After arriving home, I saw that the other party was eating, the atmosphere was OK, and it was okay to see his face.

Aware of whether the other party was in the green light area, his face must have been cloudy before.

I used to laugh and say to him, "I texted you." ”

My husband frowned a little: "You just tell me." ”

I quickly and clearly said what had been sorted out: first of all, I admitted that I did forget to check the balance this year - this is what he cares about, not to escape.

After saying that, I saw that the other party seemed to have not continued to be angry as before.

I continued to ask, "Do you remember the password?" ”

He said, "I don't remember."

I said I could go to the bank and change my password.

I took my ID card and card to my husband and put them on the table, his face was calm, and he continued to eat without speaking.

In the previous model, he would continue to accuse me in front of the whole family.

Mommy!
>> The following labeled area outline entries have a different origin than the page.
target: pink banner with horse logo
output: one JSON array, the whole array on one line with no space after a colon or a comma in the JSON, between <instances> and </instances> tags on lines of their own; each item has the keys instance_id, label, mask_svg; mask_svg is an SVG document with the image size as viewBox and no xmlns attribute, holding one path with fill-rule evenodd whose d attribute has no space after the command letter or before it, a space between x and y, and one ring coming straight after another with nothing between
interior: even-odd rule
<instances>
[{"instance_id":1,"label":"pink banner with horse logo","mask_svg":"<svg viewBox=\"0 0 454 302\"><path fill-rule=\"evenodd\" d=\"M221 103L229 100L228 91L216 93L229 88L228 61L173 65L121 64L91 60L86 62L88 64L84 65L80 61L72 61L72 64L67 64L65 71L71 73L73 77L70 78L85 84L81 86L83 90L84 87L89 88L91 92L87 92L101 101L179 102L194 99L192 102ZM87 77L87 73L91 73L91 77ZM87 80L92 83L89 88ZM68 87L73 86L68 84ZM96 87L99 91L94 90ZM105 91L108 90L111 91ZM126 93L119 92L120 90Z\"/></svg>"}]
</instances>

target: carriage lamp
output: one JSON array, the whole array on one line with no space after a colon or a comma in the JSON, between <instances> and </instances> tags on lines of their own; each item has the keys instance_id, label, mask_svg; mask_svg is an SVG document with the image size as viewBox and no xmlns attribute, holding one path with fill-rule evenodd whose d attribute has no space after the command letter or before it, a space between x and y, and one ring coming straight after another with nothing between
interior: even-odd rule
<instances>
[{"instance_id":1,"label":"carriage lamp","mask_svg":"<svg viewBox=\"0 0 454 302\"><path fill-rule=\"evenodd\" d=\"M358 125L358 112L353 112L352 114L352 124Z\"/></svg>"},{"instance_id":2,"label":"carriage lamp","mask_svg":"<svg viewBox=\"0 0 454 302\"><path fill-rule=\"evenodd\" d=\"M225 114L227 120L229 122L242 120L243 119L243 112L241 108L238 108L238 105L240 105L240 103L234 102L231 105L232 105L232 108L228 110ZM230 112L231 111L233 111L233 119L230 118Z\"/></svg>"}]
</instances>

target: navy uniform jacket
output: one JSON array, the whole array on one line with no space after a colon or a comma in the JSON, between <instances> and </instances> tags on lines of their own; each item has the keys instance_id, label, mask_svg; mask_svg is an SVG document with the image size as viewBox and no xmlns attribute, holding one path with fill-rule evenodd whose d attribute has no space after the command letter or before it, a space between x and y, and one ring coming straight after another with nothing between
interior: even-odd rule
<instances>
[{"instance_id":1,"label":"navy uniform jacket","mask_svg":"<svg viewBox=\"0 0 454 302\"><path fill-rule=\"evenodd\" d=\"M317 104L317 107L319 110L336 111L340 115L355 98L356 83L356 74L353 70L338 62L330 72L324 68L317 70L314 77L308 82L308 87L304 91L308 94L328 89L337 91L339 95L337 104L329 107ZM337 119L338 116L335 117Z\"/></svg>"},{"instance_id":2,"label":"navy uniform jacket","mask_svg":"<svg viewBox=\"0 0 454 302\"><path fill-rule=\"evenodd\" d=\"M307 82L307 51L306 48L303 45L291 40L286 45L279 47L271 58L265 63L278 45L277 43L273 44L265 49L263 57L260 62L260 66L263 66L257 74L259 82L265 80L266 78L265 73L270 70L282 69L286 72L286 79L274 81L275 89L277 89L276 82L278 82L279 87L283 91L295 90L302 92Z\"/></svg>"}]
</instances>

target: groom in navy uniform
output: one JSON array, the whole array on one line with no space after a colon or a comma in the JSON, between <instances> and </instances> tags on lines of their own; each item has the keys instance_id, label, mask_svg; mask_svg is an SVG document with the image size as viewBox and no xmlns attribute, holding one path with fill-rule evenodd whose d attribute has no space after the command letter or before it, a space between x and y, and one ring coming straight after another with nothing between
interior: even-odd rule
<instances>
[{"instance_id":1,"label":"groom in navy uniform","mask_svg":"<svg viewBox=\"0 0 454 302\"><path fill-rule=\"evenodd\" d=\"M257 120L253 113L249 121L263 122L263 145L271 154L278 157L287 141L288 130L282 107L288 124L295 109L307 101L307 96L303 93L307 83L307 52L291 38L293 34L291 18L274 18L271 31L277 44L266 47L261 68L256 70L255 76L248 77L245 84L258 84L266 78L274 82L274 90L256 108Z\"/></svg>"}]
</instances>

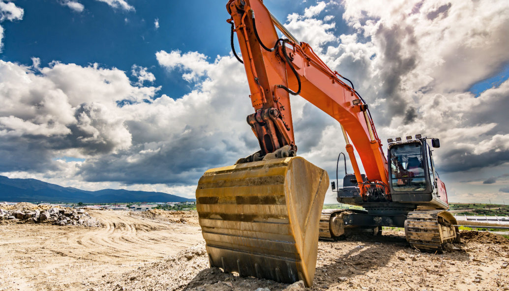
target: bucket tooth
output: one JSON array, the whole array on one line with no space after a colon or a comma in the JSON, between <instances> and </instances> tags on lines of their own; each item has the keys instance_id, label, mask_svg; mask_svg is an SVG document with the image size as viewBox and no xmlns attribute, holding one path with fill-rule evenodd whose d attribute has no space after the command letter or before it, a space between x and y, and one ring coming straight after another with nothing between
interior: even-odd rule
<instances>
[{"instance_id":1,"label":"bucket tooth","mask_svg":"<svg viewBox=\"0 0 509 291\"><path fill-rule=\"evenodd\" d=\"M208 170L196 209L211 266L310 286L327 172L295 157Z\"/></svg>"}]
</instances>

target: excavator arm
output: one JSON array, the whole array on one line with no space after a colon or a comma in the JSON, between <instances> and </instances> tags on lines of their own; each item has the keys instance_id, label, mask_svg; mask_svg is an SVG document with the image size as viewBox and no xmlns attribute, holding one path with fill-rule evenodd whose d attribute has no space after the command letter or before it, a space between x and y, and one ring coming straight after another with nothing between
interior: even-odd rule
<instances>
[{"instance_id":1,"label":"excavator arm","mask_svg":"<svg viewBox=\"0 0 509 291\"><path fill-rule=\"evenodd\" d=\"M287 144L297 150L290 96L298 95L341 124L357 182L364 181L350 140L368 180L381 182L388 194L382 143L367 105L353 84L329 68L308 44L299 42L261 0L230 0L227 7L251 91L256 113L247 120L260 144L261 157ZM276 26L289 39L280 39Z\"/></svg>"},{"instance_id":2,"label":"excavator arm","mask_svg":"<svg viewBox=\"0 0 509 291\"><path fill-rule=\"evenodd\" d=\"M292 36L261 0L230 0L227 8L232 49L244 64L254 109L247 120L260 151L235 165L209 169L199 181L196 209L209 262L241 276L302 280L310 286L329 178L325 170L296 156L291 96L302 96L341 123L363 197L375 191L390 199L381 143L353 84ZM276 27L288 39L278 37ZM235 51L235 33L241 59ZM353 146L368 181L361 176Z\"/></svg>"}]
</instances>

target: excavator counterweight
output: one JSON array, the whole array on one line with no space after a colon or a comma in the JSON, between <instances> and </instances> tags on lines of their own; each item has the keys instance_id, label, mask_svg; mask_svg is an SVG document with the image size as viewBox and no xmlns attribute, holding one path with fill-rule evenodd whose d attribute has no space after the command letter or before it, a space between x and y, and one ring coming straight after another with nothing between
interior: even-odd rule
<instances>
[{"instance_id":1,"label":"excavator counterweight","mask_svg":"<svg viewBox=\"0 0 509 291\"><path fill-rule=\"evenodd\" d=\"M206 172L196 209L211 266L310 286L328 184L326 171L300 157Z\"/></svg>"}]
</instances>

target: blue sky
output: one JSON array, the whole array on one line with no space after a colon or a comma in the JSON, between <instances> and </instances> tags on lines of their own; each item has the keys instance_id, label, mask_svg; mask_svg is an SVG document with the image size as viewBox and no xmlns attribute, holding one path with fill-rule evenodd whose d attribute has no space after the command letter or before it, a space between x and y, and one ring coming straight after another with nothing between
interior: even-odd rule
<instances>
[{"instance_id":1,"label":"blue sky","mask_svg":"<svg viewBox=\"0 0 509 291\"><path fill-rule=\"evenodd\" d=\"M192 197L205 170L257 151L227 2L0 1L0 174ZM435 161L453 200L501 200L509 4L397 2L264 1L353 81L382 140L441 139ZM292 102L298 154L332 177L339 125Z\"/></svg>"},{"instance_id":2,"label":"blue sky","mask_svg":"<svg viewBox=\"0 0 509 291\"><path fill-rule=\"evenodd\" d=\"M231 50L226 2L132 0L128 3L135 10L131 11L94 0L80 3L84 10L77 12L58 0L17 0L24 16L22 21L5 23L2 59L27 65L33 57L44 65L53 61L80 66L98 63L126 72L136 64L150 68L156 85L162 86L157 96L179 98L192 88L181 81L178 72L158 66L156 52L197 51L213 61ZM266 1L282 21L312 4Z\"/></svg>"}]
</instances>

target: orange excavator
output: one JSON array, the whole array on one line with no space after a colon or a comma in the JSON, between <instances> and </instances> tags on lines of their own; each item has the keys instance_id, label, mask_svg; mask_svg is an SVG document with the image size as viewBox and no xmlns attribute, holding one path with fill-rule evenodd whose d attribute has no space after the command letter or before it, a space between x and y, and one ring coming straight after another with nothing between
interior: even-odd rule
<instances>
[{"instance_id":1,"label":"orange excavator","mask_svg":"<svg viewBox=\"0 0 509 291\"><path fill-rule=\"evenodd\" d=\"M368 105L349 80L298 41L262 0L230 0L227 9L232 49L244 65L254 109L247 121L261 149L200 179L196 208L211 266L310 286L319 238L380 234L385 226L404 227L409 242L424 251L441 251L457 241L428 144L438 147L439 140L419 135L389 140L386 158ZM236 33L241 57L234 46ZM296 156L290 96L298 95L341 125L354 173L345 176L343 188L336 190L333 182L332 188L338 201L365 211L322 212L327 173Z\"/></svg>"}]
</instances>

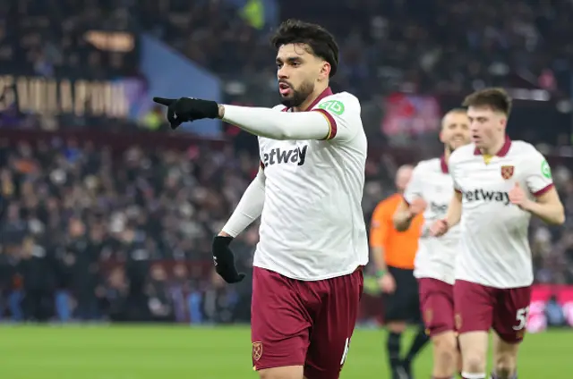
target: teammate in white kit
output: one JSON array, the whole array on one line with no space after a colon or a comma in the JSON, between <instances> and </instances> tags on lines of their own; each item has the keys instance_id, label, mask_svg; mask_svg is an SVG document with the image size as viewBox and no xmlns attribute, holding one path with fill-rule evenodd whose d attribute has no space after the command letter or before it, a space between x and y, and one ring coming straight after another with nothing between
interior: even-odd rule
<instances>
[{"instance_id":1,"label":"teammate in white kit","mask_svg":"<svg viewBox=\"0 0 573 379\"><path fill-rule=\"evenodd\" d=\"M474 143L449 157L456 195L432 233L440 236L461 224L454 301L462 376L485 378L492 328L491 377L515 379L534 280L529 219L535 215L562 224L565 215L545 158L532 145L506 135L508 94L486 88L468 96L464 105Z\"/></svg>"},{"instance_id":2,"label":"teammate in white kit","mask_svg":"<svg viewBox=\"0 0 573 379\"><path fill-rule=\"evenodd\" d=\"M450 154L470 142L466 109L453 109L444 116L440 139L444 154L420 162L404 192L404 201L394 215L394 226L409 228L412 219L423 212L424 225L415 255L414 275L418 279L420 307L433 344L432 379L450 379L458 368L458 341L454 325L454 263L459 242L458 227L441 238L429 233L430 226L445 217L453 196L448 171Z\"/></svg>"},{"instance_id":3,"label":"teammate in white kit","mask_svg":"<svg viewBox=\"0 0 573 379\"><path fill-rule=\"evenodd\" d=\"M219 117L259 136L261 169L214 240L216 269L228 282L243 279L228 245L261 216L252 274L254 369L265 379L336 379L368 263L361 206L366 136L358 99L329 87L338 47L327 30L287 21L272 43L282 105L155 100L168 106L175 127Z\"/></svg>"}]
</instances>

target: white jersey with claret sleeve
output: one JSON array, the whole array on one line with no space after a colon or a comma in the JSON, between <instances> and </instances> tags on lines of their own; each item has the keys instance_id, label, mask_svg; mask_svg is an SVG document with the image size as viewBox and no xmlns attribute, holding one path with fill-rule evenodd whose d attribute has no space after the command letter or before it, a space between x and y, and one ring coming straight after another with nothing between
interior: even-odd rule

In the unconscious adjustment and improvement, we really realized the communication mode and atmosphere of two people.

The man who, like a walking bag of explosives, who gets angry at every turn, has recently begun to respond to me, and is a gentle word;

And for the first time, I can really encounter problems, I can smile and talk to him, softly whisper, and face joy, and I can't do it yet.

6

The path I changed:

Be aware of the emotional area of yourself and the other party, and when the other party's emotional score is high and constantly entangled, think of ways to avoid it first, give the other party and yourself a calm space, and stop in time.

Constantly adjust your patterns, starting with the body, SSA, until the body is comfortable.

Resolutely implement the principle of the traffic, yellow and green light communication method, and then communicate when emotions return to the green light area.

After loving yourself enough and dealing with the emotions of this matter, you can calmly face each other, softly whispering, and Yan Yueshi was not pretending, but to take care of yourself first, and you can do it after hobby.

What a milestone again!

I was pleasantly surprised to see that my step-by-step improvement, little by little, can really affect the behavior and attitude of the other party.